State Boards Expect Demography To Influence Reform
Dearborn, Mich.--Identifying emerging societal trends and shaping policies accordingly will be one of the major tasks facing state boards of education as they enter the "second generation" of the current wave of school reform, members of the National Association of State Boards of Education said at their annual meeting here this month.
"State boards of education need to reflect on their activities during the past few months of reform and re-examine them against the realities of changing demographics," explained Phyllis L. Blaunstein, nasbe's executive director. "It's an important task for the state boards because most of the money that went into school reform during the past few years came from the state level."
Demographic Shifts Noted
"We know that in some states we are going to see minorities becoming the majority population," Ms. Blaunstein continued. "We're also being told that the majority of new jobs in the future are going to be of the service type, requiring only a high-school diploma. And we also know that the number of elderly people is surpassing the number of adolescents in the country. These are the kinds of issues that state boards are going to have to grapple with."
Changes in the job market and the ethnic composition of the student population may have implications for curricula and high-school graduation requirements, she added. "On the question of the aging of the population, we need to determine the potential fiscal impact of the reduction in the number of people with a direct stake in public education. Also, we need to begin viewing this segment of the population as a new clientele."
Long-range planning is an activity unfamiliar to many state boards, according to Dorothy Gotlieb, a member of the Colorado state board who took part in a nasbe-sponsored symposium on strategic planning in education in Breckinridge, Colo., this summer.
"What we did for years was a lot of tactical planning.
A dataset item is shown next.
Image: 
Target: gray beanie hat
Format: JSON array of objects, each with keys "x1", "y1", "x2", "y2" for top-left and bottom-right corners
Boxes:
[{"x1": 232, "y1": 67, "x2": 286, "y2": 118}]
We would listen to criticism and react," Ms. Gotlieb said. "We really haven't looked at strategic planning, and we should."
"It's hard to plan for a world you can't foresee, but it's something we have to start doing," added Barbara Dumouchelle, a member of the Michigan state board. "I think a lot of states may have acted in haste last year. They saw it simply as a window of opportunity for enacting reforms."
According to Jolly Ann Davidson, a member of the Iowa state board and immediate past president of nasbe, the adoption of comprehensive long-range plans by state boards will help sustain confidence in public education.
"Back in the 1950's after Sputnik was launched, state boards did a lot and then sat back," she said. "We can't afford to let that happen again. Now that we have reform efforts in place, there's still a gigantic job to do. We have to ensure that these programs are effective and make changes in them if necessary."